# Stubbborn Teenage V?



## danikinney (May 26, 2012)

Hello, I haven't posted in a long while! We have a v who is nearing the year and a half mark. She WAS completely crate trained- would go in there no problem since she knows she will get a treat. Until recently, about 6 weeks ago she started to resist going into her crate when told to go in. So I bought some salami and used that for a couple weeks to get her in and we were back on track even without the salami! And now she will not listen at all! Night time is the worst, I have to lift her and push her in- she does her very best to squirm out of my arms. She has even gone for my wrist as if to bite me....but she didn't. And I treated her like I was her mother and she knew right away to never do that again. Is this just a teenage thing? We have no idea what made her change, it's almost like she's scared to go in there. Tail is completely between her legs and she is sometimes shaking.

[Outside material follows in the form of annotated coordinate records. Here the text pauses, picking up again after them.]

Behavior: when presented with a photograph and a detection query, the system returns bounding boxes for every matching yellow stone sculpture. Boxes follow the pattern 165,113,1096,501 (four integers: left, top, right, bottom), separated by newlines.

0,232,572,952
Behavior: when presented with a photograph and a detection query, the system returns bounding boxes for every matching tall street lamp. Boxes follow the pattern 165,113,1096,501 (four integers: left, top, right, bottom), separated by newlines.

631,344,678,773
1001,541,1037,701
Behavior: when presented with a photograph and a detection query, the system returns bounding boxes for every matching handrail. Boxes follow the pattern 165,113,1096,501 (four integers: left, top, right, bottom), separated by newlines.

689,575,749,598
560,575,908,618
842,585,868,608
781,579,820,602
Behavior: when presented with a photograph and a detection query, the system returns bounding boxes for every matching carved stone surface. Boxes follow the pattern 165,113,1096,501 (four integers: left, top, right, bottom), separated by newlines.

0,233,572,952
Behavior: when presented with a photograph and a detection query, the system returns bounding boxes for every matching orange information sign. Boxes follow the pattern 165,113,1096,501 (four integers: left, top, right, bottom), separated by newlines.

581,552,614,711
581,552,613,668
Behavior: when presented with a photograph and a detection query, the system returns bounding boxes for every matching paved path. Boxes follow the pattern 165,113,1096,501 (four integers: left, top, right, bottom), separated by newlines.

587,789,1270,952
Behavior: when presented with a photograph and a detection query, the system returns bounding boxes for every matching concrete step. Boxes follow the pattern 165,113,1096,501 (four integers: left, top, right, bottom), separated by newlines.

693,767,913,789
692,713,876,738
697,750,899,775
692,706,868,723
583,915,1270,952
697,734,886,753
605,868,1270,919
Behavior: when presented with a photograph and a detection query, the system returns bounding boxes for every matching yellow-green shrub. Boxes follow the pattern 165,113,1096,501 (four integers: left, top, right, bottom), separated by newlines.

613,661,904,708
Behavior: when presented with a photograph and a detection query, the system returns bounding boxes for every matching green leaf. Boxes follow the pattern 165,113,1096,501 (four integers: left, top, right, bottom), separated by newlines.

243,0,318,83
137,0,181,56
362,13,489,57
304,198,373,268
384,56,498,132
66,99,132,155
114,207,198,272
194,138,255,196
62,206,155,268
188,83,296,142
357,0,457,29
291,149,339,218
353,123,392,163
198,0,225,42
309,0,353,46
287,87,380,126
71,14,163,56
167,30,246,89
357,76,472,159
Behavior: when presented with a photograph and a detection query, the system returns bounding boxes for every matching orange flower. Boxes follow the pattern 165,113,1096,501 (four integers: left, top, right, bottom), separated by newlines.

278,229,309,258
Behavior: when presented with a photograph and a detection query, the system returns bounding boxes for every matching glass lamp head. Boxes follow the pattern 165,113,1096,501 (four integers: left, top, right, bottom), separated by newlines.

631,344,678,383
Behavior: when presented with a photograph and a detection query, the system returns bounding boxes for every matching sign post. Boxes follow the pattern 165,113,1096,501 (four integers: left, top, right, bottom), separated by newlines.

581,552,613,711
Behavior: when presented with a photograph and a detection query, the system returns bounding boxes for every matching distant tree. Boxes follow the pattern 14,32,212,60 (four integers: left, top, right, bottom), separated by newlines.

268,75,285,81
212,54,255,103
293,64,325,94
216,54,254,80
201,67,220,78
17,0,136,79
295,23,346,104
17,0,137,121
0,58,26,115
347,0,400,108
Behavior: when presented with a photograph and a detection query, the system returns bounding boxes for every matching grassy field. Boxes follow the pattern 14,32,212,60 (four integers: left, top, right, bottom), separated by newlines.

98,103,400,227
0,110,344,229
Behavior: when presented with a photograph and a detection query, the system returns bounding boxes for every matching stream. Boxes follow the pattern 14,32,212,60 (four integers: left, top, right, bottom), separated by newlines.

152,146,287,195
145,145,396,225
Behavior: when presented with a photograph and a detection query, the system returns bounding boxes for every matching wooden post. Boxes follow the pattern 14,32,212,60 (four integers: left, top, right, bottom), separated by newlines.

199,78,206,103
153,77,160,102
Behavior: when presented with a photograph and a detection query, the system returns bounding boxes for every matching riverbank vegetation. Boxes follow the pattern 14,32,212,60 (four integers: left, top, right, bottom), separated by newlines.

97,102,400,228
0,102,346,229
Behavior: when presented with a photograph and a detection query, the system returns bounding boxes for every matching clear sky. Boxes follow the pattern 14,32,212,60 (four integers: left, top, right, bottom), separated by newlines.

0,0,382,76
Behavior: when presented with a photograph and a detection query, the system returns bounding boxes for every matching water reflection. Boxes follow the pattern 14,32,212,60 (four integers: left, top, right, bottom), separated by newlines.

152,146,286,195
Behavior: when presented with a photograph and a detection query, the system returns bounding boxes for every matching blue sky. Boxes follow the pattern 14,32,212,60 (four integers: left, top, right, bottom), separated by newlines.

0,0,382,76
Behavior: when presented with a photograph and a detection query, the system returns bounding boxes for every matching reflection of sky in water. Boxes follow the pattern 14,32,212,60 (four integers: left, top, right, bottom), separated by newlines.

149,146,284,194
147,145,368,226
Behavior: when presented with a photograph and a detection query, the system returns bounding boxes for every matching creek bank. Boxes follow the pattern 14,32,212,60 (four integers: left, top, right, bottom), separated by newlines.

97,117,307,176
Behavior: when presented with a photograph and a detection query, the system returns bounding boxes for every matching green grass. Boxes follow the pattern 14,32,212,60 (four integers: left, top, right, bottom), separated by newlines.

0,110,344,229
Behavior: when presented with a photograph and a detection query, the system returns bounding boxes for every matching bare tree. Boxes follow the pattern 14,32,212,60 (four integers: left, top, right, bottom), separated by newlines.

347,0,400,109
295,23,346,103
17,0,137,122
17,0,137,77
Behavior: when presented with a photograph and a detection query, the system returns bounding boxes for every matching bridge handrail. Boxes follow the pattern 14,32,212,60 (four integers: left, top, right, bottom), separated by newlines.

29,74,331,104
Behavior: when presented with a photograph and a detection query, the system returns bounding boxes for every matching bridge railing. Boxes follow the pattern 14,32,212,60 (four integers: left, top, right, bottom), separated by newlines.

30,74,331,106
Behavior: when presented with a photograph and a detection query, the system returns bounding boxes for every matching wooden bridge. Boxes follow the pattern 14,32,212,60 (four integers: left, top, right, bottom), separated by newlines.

We would like to eventually leave her out of the crate at night time, but right now I don't want her to make the decision because that means she won! I think we need to get over this teenager stage before allowing her to have the run of the house Thanks!


----------



## mlwindc (Feb 8, 2013)

I don't have any advice, but we have a 10 month old male V who is doing the same thing. He happily goes into his kennel all day... but suddenly does not want to go in at night. ONLY AT NIGHT. My husband had to trick him into getting in last night. We aren't ready to have him out at night yet -- any suggestions from the pros?


----------



## redbirddog (Apr 23, 2010)

The teen years can be tough. You can leave nothing for them to decide for themselves. You do all the thinking. All commands are direct and with authority. No wishy-washy tone in your voice. You say it = you mean it.

As far as the crate, a way to get the crate associated with good times.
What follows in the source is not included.